Federal Police in Brazil has indicted 63 people for their role in a vast corruption scheme within the Ministry of Agriculture. The charges allege federal auditors at meat processing facilities took bribes for years in exchange for fraudulent sanitary permits.

The probe into Brazil’s meat corruption was launched March 17, 2017, by Brazil’s Federal Police. Brazil, the world’s largest beef and poultry exporter and the fourth largest exporter of pork, saw its exports drop to near zero within a week of the scandal’s announcement, though most export sales have resumed.

The suspects in the case are charged with falsifying medical records and certificates, tampering with food products, conspiracy and corruption. One employee at a JBS processing plant in Brazil was included in the investigation, allegedly due to his relationship with federal inspectors. The employee was suspended.

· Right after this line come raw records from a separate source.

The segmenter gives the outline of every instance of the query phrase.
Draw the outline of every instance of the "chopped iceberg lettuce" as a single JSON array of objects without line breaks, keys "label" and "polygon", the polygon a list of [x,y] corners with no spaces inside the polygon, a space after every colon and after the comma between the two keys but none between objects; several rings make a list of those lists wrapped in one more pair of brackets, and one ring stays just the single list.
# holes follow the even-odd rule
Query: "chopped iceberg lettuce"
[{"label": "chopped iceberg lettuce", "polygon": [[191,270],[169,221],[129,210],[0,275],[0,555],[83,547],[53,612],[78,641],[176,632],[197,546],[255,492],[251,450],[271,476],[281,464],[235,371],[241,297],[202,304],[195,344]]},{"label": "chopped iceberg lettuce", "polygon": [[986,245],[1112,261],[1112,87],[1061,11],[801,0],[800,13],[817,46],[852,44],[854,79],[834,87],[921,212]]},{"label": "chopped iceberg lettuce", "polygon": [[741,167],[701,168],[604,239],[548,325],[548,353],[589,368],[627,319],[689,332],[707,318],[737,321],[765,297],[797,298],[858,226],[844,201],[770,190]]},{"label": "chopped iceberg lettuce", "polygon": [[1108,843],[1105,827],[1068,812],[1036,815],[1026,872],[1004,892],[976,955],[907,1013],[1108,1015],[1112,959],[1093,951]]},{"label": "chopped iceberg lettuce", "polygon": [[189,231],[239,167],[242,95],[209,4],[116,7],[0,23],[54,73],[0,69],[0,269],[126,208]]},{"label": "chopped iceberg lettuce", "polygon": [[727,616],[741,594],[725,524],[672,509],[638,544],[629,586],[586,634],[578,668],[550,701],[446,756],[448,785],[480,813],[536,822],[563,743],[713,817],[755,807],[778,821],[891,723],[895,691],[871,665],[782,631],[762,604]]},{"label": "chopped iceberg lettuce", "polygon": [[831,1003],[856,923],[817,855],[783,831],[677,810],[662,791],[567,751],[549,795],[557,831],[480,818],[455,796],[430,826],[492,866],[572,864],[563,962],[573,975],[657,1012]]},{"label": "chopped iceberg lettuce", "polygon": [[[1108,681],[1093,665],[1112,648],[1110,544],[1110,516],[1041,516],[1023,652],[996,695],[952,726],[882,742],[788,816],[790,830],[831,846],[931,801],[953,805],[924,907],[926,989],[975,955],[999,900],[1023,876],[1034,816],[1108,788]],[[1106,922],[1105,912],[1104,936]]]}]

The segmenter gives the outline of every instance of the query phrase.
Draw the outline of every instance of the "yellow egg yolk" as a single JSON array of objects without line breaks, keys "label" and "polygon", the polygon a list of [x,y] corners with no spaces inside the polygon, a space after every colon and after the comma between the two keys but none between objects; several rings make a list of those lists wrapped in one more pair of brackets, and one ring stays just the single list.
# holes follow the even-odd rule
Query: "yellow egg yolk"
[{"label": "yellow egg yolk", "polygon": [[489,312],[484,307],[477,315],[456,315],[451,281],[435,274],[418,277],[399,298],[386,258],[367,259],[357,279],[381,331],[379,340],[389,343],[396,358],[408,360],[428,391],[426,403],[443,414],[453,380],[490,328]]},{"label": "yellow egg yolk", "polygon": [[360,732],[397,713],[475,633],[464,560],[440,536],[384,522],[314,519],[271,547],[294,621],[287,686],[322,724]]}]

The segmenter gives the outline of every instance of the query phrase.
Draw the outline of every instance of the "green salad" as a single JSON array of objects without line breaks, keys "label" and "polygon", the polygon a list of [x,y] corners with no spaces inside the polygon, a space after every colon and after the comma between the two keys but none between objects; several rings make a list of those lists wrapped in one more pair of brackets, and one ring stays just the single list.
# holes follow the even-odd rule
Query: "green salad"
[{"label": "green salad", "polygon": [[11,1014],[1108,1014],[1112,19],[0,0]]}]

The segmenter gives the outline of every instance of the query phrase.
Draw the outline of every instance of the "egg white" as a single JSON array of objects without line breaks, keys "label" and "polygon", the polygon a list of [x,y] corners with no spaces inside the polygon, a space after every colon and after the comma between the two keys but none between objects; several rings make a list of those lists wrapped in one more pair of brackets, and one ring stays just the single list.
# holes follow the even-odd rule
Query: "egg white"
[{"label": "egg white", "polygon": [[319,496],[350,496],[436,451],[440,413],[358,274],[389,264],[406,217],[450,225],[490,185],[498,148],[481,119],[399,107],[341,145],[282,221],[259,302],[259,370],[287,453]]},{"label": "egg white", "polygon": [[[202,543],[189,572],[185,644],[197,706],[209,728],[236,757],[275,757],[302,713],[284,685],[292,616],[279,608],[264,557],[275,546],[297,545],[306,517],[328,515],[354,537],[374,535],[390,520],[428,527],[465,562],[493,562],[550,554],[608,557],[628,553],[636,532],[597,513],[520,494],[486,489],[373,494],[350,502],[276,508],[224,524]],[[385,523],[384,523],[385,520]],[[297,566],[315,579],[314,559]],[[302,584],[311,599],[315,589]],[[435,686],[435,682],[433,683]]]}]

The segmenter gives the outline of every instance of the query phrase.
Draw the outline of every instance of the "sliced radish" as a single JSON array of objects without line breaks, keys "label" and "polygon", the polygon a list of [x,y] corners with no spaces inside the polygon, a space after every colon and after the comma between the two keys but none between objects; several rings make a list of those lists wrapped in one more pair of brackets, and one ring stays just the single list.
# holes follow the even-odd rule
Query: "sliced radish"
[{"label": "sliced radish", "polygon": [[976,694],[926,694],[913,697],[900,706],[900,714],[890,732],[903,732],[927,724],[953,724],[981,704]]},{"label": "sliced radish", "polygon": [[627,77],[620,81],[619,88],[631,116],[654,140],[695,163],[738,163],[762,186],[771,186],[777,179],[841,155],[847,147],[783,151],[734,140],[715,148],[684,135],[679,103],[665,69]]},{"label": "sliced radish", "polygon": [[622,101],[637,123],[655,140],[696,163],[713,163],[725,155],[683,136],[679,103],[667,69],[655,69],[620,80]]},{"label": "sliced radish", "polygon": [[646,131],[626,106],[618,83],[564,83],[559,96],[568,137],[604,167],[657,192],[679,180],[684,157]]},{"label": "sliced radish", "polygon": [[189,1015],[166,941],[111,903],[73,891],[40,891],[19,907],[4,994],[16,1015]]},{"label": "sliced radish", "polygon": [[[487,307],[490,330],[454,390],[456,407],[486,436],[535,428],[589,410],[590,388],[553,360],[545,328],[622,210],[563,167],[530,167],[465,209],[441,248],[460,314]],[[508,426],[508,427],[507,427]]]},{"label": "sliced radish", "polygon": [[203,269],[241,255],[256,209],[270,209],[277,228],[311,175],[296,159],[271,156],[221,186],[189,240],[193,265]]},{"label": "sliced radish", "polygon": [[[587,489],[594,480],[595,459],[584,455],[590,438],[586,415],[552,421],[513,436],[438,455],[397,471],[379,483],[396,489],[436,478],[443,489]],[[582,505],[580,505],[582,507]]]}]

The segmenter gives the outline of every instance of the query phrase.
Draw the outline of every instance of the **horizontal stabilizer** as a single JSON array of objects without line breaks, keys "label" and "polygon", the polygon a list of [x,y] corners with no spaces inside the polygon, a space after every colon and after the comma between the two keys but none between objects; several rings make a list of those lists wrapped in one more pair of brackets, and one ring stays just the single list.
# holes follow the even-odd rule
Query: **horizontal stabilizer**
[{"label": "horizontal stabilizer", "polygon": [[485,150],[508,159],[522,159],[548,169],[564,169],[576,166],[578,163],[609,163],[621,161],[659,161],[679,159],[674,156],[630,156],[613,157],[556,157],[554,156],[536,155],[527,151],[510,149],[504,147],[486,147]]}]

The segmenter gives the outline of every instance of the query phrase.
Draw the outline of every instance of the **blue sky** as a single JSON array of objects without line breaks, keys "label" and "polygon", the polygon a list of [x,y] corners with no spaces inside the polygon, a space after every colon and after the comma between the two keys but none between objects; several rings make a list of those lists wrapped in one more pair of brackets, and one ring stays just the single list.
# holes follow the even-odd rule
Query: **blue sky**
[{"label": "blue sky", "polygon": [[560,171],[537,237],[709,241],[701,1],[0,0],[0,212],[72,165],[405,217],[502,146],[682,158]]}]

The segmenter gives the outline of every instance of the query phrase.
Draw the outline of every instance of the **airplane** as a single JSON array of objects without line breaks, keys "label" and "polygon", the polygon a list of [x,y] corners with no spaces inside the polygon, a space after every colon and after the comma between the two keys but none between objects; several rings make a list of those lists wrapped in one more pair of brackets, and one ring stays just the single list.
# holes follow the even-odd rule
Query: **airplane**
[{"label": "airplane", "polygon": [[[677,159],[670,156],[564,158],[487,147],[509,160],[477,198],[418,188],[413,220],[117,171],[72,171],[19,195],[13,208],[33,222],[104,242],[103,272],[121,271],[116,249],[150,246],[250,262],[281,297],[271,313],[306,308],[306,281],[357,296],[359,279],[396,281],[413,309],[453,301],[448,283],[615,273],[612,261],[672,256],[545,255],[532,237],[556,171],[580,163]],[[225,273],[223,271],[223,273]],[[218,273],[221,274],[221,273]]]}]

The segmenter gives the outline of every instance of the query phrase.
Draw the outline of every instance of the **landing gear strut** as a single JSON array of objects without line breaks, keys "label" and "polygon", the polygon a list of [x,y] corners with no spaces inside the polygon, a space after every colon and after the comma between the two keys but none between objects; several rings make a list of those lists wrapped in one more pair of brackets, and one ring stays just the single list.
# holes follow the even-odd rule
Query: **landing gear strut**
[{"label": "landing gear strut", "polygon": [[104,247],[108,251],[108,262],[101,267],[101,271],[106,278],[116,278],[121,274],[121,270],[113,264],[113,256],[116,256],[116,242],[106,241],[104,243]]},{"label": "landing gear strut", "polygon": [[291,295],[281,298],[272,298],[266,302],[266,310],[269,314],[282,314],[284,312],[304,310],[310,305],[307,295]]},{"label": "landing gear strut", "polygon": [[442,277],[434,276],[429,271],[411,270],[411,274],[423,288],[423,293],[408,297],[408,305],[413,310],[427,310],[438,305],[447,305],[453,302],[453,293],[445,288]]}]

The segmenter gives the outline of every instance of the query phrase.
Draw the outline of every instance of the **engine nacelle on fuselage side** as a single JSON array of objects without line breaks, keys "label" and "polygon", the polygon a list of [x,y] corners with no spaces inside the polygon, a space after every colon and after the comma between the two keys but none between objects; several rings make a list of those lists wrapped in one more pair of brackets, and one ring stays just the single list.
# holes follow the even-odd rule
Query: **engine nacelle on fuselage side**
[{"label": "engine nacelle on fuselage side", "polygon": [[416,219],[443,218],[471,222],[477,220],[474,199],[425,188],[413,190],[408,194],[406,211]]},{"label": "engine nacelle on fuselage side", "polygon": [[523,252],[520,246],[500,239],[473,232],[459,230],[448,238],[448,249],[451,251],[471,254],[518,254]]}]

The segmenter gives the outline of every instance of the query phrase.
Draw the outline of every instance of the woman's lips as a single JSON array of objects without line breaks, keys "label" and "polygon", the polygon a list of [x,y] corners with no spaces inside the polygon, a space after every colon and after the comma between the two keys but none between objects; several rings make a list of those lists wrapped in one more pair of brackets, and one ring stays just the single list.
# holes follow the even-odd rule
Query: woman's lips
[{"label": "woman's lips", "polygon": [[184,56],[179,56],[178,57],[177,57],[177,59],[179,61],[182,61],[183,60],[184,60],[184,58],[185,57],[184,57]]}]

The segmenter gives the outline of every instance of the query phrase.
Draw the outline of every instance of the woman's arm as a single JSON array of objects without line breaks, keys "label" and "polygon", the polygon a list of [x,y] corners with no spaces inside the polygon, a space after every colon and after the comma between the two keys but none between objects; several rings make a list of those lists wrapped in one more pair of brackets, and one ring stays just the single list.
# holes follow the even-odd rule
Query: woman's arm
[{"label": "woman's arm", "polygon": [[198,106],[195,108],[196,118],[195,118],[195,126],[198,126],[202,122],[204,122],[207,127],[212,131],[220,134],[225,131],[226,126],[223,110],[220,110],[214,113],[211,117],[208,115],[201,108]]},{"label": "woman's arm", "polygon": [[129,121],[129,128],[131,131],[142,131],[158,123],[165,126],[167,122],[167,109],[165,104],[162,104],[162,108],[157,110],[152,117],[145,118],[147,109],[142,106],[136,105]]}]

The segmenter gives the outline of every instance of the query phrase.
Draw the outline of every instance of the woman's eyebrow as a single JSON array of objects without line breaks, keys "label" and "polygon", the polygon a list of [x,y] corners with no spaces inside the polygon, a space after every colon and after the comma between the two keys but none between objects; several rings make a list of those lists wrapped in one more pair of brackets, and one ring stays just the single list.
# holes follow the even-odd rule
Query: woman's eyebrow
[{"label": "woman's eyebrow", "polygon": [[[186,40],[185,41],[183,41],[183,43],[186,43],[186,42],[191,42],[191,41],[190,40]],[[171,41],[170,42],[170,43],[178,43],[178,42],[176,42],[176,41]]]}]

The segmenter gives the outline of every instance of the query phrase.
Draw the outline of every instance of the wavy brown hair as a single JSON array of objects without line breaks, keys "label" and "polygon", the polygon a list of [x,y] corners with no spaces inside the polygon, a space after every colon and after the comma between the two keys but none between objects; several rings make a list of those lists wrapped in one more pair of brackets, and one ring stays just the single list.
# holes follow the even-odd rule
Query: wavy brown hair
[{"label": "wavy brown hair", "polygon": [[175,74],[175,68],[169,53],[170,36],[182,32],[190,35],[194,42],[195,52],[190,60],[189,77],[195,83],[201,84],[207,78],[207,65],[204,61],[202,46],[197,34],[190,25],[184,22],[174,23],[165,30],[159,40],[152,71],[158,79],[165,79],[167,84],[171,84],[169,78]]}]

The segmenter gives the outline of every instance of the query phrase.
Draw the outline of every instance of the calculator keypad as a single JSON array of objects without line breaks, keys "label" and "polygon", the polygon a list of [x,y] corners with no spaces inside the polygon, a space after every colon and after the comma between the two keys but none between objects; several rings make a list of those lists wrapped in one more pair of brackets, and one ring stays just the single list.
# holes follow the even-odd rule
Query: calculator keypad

Allegations also include selling spoiled meat and injecting water to sell poultry at higher prices. Police also reported that the producers under investigation used ascorbic acid and other chemical ingredients, in quantities far above the legally permitted amount, in order to “disguise the physical aspect or smell of rotten meat.”

No JBS brands or products are associated with product tampering nor has JBS been accused of selling tainted or rotten meat. The majority of this investigation, particularly the food quality issues, focused on the actions of smaller companies in Brazil that supply the domestic market, not JBS.

JBS is the largest meat packer in the world, with subsidiary JBS USA the second largest beef packer in the U.S., with nine beef plants and estimated 2016 sales of $14 billion. JBS USA is not involved in the Brazilian scandal. JBS USA is a “leading processor of beef, pork and lamb in the U.S., a leading processor of beef in Canada and the largest cattle feeder in the world.”